Average Joe to Picasso: Algorithm Turns Photos Into Artistic Masterpieces
Buying a painting is an expensive affair. The reading on the price tag, moreover, grows exponentially if that piece of art has been made by a great artist like Gerhard Richter, or M.F. Husain. While you can always buy a digital copy for cheap, or use your photoshop skills to create a painting, the technology has largely failed to offer on par experience. That’s changing. German researchers have released a paper detailing how a computer algorithm can turn your ordinary images into professional looking paintings.
The researchers have released images that have a canny resemblance with the works of the all-time greatest painters, Vincent Van Gogh, Picasso, and Edvard Munch. These images took just an hour to come to life, the researchers noted. In the days to come, as they further optimise the algorithm, they expect the processing speed to get faster.
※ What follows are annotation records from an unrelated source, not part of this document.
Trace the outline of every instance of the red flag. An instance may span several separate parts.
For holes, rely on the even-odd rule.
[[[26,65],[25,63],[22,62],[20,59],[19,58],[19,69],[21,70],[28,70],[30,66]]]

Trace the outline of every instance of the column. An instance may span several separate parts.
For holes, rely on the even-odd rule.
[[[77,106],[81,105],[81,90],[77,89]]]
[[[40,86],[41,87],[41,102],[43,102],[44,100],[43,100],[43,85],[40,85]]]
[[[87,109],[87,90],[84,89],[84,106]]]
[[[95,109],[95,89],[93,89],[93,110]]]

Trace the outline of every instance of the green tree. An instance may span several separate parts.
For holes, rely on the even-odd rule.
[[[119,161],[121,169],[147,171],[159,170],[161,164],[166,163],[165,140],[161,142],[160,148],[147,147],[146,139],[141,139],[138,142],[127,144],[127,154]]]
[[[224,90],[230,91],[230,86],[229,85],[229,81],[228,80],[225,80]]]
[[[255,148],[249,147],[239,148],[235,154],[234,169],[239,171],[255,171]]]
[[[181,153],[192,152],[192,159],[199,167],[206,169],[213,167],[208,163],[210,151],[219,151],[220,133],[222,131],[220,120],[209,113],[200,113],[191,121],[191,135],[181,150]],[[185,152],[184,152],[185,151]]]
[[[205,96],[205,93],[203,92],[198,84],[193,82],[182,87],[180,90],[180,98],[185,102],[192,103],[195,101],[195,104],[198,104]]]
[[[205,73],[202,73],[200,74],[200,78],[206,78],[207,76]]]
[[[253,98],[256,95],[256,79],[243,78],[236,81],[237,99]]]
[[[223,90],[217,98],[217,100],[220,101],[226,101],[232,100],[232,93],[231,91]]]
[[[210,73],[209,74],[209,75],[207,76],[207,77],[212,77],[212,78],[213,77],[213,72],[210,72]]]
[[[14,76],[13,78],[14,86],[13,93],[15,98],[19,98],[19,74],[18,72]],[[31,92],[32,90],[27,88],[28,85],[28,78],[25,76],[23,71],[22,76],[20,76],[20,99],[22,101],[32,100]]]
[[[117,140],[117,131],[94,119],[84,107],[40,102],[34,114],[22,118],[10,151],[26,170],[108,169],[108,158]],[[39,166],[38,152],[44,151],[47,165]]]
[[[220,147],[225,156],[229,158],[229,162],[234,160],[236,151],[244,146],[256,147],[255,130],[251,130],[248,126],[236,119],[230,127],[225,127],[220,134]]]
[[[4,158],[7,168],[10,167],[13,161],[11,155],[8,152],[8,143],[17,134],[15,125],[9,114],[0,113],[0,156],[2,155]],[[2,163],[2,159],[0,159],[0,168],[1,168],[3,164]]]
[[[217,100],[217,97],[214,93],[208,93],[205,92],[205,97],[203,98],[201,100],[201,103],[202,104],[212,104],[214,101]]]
The algorithm, which hasn’t been released to the public yet, showcases the advancements we have made in the field of deep learning. The field in which computers identify and classify patterns through huge data sets, is designed to mirror the way we humans think and work.
The researchers are able to blend an ordinary image with a painting from an artist using something called convolutional neural networks. “The key finding of this paper is that the representations of content and style in the Convolutional Neural Network are separable. That is, we can manipulate both representations independently to produce new, perceptually meaningful images,” wrote (PDF) the authors.
“Here we introduce an artificial system based on a Deep Neural Network that creates artistic images of high perceptual quality. The system uses neural representations to separate and recombine content and style of arbitrary images, providing a neural algorithm for the creation of artistic images. Moreover, in light of the striking similarities between performance-optimised artificial neural networks and biological vision, our work offers a path forward to an algorithmic understanding of how humans create and perceive artistic imagery.”
There are some complications, however. The researchers noted that one needs to maintain the right balance between style and content, as more focus on the former would produce an image that wouldn’t look similar to the original content. The researchers plan to release another paper on this later this year.